Para pemohon menilai pemberlakuan Pasal 169 UU Pemilu yang tidak membatasi orang yang memiliki hubungan kekerabatan dekat dengan Presiden atau wakil presiden yang sedang menjabat untuk dapat mengajukan diri dan ditetapkan sebagai kandidat peserta pemilu presiden sejatinya merupakan pelanggaran terhadap hukum yang berlaku.
“Pasal 169 UU Pemilu mengandung Pelanggaran Prinsip Kedaulatan Rakyat dan Negara Hukum dalam Pasal 1 ayat (2) & ayat (3) UUD 1945: kedaulatan rakyat & negara hukum,” ungkapnya.
Pemohon juga menganggap Pasal 169 UU Pemilu mengandung Pelanggaran Prinsip Negara Hukum (Pasal 1 ayat (3) UUD 1945). Kemudian, Pasal 169 UU Pemilu dianggap bertentangan dengan Pasal 28 D Ayat (3) UUD 45 karena melahirkan ketimpangan sistemik kandidat dalam pemilu pilpres.
Selain itu, Pasal 169 UU Pemilu dinilai tidak memberi jaminan atau kepastian terselenggaranya pemilu yang jujur dan adil dan diselenggarakan oleh lembaga mandiri sebagaimana dimaksud Pasal 22E Ayat (1). Selanjutnya, Pasal 169 UU Pemilu dianggap menegasikan Pasal 27 ayat (1) UUD 1945: persamaan kedudukan dalam hukum dan pemerintahan.
Pasal 169 UU Pemilu juga dianggap menegasikan Pasal 28D ayat (1) UUD 1945 kepastian hukum yang adil. Para pemohon menyimpulkan bahwa pemilu yang konstitusional menuntut jurdil dan level playing field. Pemohon juga menyimpulkan nepotisme adalah perbuatan melawan hukum yang mengutamakan keluarga/kroni di atas kepentingan umum.
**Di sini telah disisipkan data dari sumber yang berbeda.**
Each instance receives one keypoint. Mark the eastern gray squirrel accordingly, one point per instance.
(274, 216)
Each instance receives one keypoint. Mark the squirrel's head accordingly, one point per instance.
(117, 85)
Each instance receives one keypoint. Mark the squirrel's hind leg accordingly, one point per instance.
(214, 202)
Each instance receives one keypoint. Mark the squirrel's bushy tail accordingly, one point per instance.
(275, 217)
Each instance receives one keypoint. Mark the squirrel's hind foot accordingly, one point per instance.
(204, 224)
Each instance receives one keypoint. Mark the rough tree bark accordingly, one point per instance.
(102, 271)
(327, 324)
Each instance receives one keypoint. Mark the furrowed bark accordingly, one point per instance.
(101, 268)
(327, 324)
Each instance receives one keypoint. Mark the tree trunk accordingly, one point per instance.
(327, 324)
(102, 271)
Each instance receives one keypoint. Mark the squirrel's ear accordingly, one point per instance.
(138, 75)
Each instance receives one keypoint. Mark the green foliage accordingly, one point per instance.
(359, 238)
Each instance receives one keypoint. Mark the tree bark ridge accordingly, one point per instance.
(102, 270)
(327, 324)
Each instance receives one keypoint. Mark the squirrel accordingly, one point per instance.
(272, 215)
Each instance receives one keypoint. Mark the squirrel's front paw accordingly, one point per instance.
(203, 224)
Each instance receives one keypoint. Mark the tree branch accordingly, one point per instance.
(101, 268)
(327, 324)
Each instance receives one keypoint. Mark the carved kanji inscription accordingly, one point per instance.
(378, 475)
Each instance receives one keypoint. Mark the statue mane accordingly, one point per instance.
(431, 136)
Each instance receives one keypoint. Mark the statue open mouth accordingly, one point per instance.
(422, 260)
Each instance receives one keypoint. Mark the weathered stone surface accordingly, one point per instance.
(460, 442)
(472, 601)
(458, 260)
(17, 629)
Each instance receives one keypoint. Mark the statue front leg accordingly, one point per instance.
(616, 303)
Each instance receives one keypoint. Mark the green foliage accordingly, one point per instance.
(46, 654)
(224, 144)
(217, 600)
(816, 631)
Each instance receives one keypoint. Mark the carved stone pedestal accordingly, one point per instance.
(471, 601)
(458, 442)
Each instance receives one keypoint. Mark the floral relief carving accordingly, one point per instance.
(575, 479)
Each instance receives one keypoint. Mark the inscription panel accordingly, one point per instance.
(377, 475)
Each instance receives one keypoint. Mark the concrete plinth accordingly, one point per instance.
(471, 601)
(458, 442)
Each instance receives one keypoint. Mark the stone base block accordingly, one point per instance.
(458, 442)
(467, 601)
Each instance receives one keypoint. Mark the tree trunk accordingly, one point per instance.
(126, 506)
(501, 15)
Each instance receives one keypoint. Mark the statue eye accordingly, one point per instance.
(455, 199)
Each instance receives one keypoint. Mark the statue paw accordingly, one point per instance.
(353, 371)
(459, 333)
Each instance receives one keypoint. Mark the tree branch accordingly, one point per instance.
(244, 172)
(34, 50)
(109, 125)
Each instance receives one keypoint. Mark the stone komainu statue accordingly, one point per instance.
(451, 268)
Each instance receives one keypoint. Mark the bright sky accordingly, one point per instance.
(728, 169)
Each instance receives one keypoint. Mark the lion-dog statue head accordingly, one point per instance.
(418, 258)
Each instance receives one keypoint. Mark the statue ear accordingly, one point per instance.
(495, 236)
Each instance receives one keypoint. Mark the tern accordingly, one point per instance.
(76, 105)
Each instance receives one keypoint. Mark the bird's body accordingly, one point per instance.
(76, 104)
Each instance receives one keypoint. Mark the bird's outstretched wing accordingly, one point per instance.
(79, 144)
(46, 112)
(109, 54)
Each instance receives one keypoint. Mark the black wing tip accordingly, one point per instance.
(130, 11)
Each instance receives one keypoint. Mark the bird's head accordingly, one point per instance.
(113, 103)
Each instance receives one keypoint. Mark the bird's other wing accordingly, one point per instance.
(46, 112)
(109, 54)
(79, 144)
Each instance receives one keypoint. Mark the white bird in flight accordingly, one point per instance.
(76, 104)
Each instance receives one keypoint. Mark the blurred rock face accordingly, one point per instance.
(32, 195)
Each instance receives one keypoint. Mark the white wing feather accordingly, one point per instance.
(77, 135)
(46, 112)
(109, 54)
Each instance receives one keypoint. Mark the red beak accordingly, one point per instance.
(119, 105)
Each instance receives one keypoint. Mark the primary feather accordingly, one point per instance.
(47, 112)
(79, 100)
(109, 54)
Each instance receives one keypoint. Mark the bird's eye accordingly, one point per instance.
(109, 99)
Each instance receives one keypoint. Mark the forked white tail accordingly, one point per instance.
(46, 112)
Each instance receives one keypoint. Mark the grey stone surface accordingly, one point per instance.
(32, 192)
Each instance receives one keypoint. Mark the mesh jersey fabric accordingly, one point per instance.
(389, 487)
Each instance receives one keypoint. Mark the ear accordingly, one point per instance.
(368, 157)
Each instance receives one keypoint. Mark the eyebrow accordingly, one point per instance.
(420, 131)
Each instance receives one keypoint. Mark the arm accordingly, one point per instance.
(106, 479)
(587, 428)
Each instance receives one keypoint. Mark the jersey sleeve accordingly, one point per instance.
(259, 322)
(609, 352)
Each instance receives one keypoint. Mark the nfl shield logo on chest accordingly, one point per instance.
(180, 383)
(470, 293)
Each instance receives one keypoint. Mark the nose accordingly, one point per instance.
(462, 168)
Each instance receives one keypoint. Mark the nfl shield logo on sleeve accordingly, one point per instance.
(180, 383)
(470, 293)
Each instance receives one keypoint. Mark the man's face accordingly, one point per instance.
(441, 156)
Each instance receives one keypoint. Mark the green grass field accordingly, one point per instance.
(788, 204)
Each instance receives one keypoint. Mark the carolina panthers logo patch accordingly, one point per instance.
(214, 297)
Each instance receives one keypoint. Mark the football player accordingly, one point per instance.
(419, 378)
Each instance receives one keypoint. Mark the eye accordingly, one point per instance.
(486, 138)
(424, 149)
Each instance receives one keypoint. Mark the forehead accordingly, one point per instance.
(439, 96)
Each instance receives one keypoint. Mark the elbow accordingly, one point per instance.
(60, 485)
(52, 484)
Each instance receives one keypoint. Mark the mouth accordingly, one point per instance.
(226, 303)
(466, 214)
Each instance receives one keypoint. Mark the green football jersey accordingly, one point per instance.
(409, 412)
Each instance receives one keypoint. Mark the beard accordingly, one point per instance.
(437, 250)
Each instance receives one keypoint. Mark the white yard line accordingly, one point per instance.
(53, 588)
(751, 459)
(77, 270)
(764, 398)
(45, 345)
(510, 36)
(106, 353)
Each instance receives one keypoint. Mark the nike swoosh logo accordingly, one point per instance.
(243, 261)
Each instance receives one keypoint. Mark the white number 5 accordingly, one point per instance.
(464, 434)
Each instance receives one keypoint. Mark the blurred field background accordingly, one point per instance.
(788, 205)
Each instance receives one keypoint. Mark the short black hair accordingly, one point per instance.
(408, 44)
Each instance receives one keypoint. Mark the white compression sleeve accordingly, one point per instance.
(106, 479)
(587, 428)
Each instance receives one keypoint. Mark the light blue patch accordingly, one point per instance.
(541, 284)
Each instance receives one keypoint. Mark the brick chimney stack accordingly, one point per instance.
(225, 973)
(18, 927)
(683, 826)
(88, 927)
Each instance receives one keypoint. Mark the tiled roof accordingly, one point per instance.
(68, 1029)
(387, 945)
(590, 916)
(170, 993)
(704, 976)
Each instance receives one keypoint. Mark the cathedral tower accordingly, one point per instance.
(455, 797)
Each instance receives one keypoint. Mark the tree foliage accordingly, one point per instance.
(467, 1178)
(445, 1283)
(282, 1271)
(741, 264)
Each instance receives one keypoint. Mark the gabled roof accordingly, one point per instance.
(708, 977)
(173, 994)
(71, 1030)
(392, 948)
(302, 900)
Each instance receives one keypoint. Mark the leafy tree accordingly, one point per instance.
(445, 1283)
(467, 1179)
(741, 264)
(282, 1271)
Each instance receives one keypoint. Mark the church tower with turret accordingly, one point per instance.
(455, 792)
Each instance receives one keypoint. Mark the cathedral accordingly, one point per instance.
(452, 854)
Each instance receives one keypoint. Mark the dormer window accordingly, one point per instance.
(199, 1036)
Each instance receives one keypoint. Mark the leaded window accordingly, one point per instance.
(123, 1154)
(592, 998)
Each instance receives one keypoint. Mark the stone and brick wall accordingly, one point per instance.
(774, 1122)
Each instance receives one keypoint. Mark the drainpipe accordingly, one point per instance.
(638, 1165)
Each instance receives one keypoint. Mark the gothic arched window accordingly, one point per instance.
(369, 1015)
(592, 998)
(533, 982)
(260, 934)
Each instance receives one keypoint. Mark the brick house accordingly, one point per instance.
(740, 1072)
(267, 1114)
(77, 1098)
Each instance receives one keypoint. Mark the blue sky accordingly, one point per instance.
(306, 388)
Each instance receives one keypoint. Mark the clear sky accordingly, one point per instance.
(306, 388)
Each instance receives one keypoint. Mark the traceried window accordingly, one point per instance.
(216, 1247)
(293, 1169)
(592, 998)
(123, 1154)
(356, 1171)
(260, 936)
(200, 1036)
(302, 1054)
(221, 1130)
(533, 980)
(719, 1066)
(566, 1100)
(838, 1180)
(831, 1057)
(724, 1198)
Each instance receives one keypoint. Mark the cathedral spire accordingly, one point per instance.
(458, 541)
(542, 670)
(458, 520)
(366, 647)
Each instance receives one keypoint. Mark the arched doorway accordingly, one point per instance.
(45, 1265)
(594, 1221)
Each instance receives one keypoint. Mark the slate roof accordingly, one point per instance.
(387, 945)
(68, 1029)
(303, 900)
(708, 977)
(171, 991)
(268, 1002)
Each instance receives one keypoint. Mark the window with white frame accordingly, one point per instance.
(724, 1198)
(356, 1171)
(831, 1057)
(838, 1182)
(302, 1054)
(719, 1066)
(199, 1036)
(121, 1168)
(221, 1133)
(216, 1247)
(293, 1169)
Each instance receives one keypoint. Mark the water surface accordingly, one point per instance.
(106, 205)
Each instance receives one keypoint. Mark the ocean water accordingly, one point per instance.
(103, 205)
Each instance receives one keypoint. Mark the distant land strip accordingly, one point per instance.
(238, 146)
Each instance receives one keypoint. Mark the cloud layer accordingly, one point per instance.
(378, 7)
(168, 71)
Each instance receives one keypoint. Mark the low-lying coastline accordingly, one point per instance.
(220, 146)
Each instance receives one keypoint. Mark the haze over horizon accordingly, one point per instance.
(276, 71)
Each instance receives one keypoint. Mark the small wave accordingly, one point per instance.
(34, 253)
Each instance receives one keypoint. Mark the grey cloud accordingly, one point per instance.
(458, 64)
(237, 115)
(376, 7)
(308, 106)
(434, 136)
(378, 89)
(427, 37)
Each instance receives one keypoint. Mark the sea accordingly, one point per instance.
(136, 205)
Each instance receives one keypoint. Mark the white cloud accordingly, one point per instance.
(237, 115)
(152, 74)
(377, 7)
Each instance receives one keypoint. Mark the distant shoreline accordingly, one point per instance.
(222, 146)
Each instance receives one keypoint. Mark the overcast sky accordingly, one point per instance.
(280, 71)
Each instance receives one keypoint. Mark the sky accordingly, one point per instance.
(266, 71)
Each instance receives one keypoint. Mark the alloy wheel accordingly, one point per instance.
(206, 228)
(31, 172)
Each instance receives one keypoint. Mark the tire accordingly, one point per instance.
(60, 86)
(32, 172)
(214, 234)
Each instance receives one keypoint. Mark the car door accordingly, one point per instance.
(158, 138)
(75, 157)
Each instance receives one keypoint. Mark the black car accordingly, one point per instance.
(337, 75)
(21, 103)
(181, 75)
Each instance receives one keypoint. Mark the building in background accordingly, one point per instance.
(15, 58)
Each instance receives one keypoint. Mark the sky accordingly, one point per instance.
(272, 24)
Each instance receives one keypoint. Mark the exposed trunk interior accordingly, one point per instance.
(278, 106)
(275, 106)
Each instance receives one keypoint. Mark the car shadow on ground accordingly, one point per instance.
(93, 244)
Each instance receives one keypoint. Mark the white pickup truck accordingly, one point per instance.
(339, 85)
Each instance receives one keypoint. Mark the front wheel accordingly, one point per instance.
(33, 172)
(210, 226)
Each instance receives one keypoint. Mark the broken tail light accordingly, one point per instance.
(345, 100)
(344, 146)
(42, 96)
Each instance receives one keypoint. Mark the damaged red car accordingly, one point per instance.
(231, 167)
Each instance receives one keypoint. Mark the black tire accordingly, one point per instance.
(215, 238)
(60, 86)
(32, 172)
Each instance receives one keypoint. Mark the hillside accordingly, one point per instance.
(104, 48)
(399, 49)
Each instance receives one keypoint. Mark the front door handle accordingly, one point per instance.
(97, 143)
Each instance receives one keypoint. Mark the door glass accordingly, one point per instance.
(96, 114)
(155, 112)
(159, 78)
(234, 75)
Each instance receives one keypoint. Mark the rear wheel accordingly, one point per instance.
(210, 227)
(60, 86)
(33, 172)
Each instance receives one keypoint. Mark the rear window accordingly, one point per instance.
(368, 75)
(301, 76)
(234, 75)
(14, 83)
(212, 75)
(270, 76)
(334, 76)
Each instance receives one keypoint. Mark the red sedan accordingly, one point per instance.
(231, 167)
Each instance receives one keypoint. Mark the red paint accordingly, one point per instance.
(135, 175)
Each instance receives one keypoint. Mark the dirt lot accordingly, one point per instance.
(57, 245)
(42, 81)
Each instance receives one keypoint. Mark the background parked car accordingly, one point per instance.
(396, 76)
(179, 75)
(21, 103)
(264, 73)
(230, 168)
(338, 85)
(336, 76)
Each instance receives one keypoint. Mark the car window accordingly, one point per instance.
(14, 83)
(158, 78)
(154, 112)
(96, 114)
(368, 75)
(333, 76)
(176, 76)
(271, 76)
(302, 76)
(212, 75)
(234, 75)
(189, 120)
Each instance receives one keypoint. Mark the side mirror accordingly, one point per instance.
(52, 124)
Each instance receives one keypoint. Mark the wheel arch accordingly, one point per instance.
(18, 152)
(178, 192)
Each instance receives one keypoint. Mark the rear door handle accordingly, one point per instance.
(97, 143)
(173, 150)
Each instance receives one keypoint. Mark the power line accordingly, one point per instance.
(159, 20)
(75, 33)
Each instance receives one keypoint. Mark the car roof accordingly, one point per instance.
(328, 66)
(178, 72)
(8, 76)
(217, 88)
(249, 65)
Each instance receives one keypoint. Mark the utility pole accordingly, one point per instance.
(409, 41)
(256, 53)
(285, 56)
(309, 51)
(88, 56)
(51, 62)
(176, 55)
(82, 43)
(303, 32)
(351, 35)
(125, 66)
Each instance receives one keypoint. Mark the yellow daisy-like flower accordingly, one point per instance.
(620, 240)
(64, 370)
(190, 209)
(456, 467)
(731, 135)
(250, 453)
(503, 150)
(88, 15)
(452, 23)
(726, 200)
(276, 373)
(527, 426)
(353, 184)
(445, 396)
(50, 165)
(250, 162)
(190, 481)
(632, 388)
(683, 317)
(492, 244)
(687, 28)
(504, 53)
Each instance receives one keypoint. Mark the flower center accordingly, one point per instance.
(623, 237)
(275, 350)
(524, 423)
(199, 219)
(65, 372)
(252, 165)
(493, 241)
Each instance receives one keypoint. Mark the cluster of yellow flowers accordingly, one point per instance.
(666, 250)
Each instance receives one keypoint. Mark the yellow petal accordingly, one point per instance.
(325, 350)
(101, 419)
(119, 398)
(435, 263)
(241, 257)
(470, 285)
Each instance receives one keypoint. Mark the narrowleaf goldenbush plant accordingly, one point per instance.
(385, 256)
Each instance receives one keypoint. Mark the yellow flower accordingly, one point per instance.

“Karena itu, Pasal 169 UU Pemilu yang tidak memuat pagar konflik kepentingan membuka opportunity nepotisme, melahirkan pressure kekuasaan, dan memfasilitasi rasionalisasi penyimpangan, maka pasal tersebut bertentangan dengan prinsip negara hukum demokratis, prinsip keadilan, serta hak konstitusional warga negara atas pemilu yang adil dan berintegritas, berpotensi bertentangan dengan Pasal 1(2), 1(3), 22E, 27(1), 28D(1) UUD 1945 serta harus dirancang agar kompatibel dengan Pasal 28I (2) melalui Pasal 28J (2) UUD 1945,” imbuhnya.
“Berdasarkan seluruh uraian di atas dapat ditarik kesimpulan Pasal 169 UU Pemilu secara materiil bertentangan dengan UUD 1945, sepanjang tidak dimaknai memuat larangan konflik kepentingan dan praktik nepotisme dalam pencalonan Presiden dan Wakil Presiden,” jelasnya.
Berdasarkan alasan-alasan di atas, pemohon memohon kepada Majelis Hakim Mahkamah Konstitusi untuk memutus sebagai berikut:
- Mengabulkan permohonan Pemohon untuk seluruhnya.
- Menyatakan Pasal 169 Undang-udang Nomor 7 Tahun 2017 tentang Pemilihan Umum bertentangan dengan Undang-undang Dasar Negara Republik Indonesia Tahun 1945 dan tidak mempunyai kekuatan hukum mengikat sepanjang tidak dimaknai bahwa persyaratan pencalonan presiden dan/atau wakil presiden wajib bebas dari konflik kepentingan yang bersumber dari hubungan keluarga sedarah atau semenda dengan Presiden dan/atau Wakil Presiden yang sedang menjabat dalam satu periode kekuasaan.
- Memerintahkan pemuatan putusan ini dalam Berita Negara Indonesia. Atau, apabila Majelis Hakim berpendapat lain, mohon putusan yang seadiladilnya (Ex Aequo Et Bono).